The panel discussion took place after FIA published a Best Practices for Exchange Volatility Control Mechanisms paper, developed in consultation with global derivatives exchanges and market participants. The paper explores the most effective ways for exchanges to mitigate disruptions while ensuring transparent price discovery and provides essential guidance to derivatives exchanges looking to design these mechanisms.
Speaking about the paper, Lyndon Freedman, director of e-trading risks at Bank of America, said he is hopeful that derivatives exchanges will start implementing volatility controls if they have not already.
"Some exchanges who were not involved in the paper wanted to know what was going on and we explained to them the 'too far, too fast' control, which is for erroneous trades mostly," Freedman said. "We are working with exchanges and FIA to get some of these exchanges that do not have those controls to implement them. There is an appetite for it; these exchanges want this paper to exist so they can say 'This is the prescription that all the larger exchanges have. If we want to be competitive, we need these controls as well".
Volatility control mechanisms include a range of tools, such as pre-trade limits on order prices, daily price limits, circuit breakers, and other ex-ante and ex-post controls that interrupt markets for a brief predetermined time interval to give participants time to react to new information and for the market to attract more liquidity.
Speaking about the overall philosophy behind volatility controls, John Scheerer, senior director of global operations at CME Group, pointed to the responsibility of exchanges to protect market integrity.

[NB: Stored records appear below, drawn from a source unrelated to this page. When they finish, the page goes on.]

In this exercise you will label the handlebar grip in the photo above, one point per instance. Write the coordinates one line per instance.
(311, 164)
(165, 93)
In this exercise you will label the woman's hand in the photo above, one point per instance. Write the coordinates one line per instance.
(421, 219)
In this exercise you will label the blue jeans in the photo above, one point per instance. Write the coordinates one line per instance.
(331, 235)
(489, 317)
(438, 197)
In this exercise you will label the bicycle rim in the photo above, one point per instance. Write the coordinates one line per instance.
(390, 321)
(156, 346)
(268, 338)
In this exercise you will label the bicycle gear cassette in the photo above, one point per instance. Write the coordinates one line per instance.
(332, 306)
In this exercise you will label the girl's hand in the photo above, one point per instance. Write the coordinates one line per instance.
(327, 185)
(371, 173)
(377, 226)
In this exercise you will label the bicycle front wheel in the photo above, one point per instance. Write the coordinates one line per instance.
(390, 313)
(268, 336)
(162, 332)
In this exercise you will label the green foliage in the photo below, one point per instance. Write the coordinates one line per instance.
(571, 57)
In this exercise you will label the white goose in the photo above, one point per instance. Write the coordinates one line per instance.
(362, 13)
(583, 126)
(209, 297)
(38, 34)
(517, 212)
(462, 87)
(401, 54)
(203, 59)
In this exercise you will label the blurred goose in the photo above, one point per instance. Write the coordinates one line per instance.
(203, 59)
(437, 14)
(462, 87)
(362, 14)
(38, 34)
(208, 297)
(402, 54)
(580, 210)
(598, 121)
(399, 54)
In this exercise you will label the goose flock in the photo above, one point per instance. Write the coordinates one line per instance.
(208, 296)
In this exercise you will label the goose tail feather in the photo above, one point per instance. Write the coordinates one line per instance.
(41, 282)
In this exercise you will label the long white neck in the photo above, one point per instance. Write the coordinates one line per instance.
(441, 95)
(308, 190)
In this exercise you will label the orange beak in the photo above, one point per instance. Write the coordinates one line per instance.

"We do not want to intervene in the market. We believe that the fair value of any market at any time should be decided between the buyers and the sellers, but there are a lot of things that can happen in electronic trading," he said.
"News is absorbed very quickly; you have a mixture of manual traders and automated traders, and sometimes customers make mistakes. We are responsible for protecting the integrity of the market, so customers have the confidence that when they come to trade on our platform, there are controls in place."
Trabue Bland, senior vice president of futures exchanges at Intercontinental Exchange, added that an exchange's job is to keep markets open and that trading interruptions should only be triggered sparingly.
"We do not want to step in front of a price formation – that is the worst thing an exchange can do. However, we do want to make sure that market participants are comfortable trading those markets and that we catch things in obvious areas," he said.
"Regulators want to see these volatility controls in our markets, and sometimes they go as far as to say that they would like to see them tripped, but sometimes that just doesn't happen" when market moves are significant but orderly, Bland said.
When designing volatility controls, Citadel's Friedman said exchanges must rigorously test and review the mechanisms, and ensure that information is readily available to market participants on how the controls operate and the thresholds that would result in the controls being triggered.
"These controls need to be tailored to the specific characteristics of a market and they need to be regularly and rigorously reviewed – all the parameters, the thresholds, and the triggers. It's not just a 'you create the rule, and then you get the data and do a quick check to make sure they're done'. It's really a robust process and as markets evolve, they need to continue to be fit for purpose," he said.
"It's also important that the rules surrounding volatility controls are clearly spelled out in exchange rulebooks so we, as market participants, can reasonably expect what's going to happen and can replicate calculations regarding triggers in advance so that we can prepare accordingly," Friedman said.